Hill later gave evidence to the Warren Commission that was highly controversial. She claimed that she heard between four and six shots. Hill was also convinced that some of the shots came the grassy knoll. In interviews on television after the assassination Hill said she saw "a little white dog" in the rear seat of the president's car. As there was no dog in the car, the reliability of Hill's witness statement was undermined. However, 25 years later, it was revealed that a small white stuffed animal was on the back seat of the car. A child had presented it to Jackie Kennedy at the beginning of the tour of Dallas. This information was suppressed in order to discredit Hill as a reliable witness.

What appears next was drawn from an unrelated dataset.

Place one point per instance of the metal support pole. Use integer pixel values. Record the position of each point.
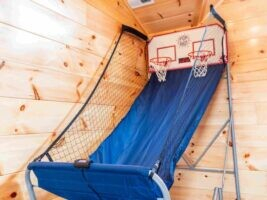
(232, 130)
(29, 185)
(160, 183)
(207, 170)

Jean Hill told Mark Lane: "The FBI was here for days. They practically lived here. They just didn't like what I told them I saw and heard when the President was assassinated. She declined to permit a filmed interview, stating, for two years I have told the truth, but I have two children to support and I am a public school teacher. My principal said it would be best not to talk about the assassination, and I just can't go through it all again. I can't believe the Warren Report. I know it's all a lie, because I was there when it happened, but I can't talk about it anymore because I don't want the FBI here constantly and I want to continue to teach here. I hope you don't think I'm a coward, but I cannot talk about the case anymore."

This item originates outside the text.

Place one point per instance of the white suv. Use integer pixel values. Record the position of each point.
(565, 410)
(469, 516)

For many years Hill refused to give interviews about the John Kennedy assassination. However, in 1990, Hill agreed to work as a technical adviser on Oliver Stone's motion picture, JFK. The following year she revealed what happened after the assassination: "They (Secret Service agents) took me to the Records Building and we went up to a room on the fourth floor. There were two guys sitting there on the other side of a table looking out a window that overlooked the killing zone, where you could see all of the goings on. You got the impression that they had been sitting there for a long time. They asked me what I had seen, and it became clear that they knew what I had seen. They asked me how many shots I had heard and I told them four to six. And they said, No, you didn't. There were three shots. We have three bullets and that's all we're going to commit to now. I said, Well, I know what I heard, and they told me, What you heard were echoes. You would be very wise to keep your mouth shut. Well, I guess I've never been that wise. I know the difference between firecrackers, echoes, and gunshots. I'm the daughter of a game ranger, and my father took me shooting all my life." In 1992 Hill published her book on the case, JFK: The Last Dissenting Witness.
Jean Hill, who worked as a schoolteacher in Dallas for over twenty years, died on 7th November, 2000.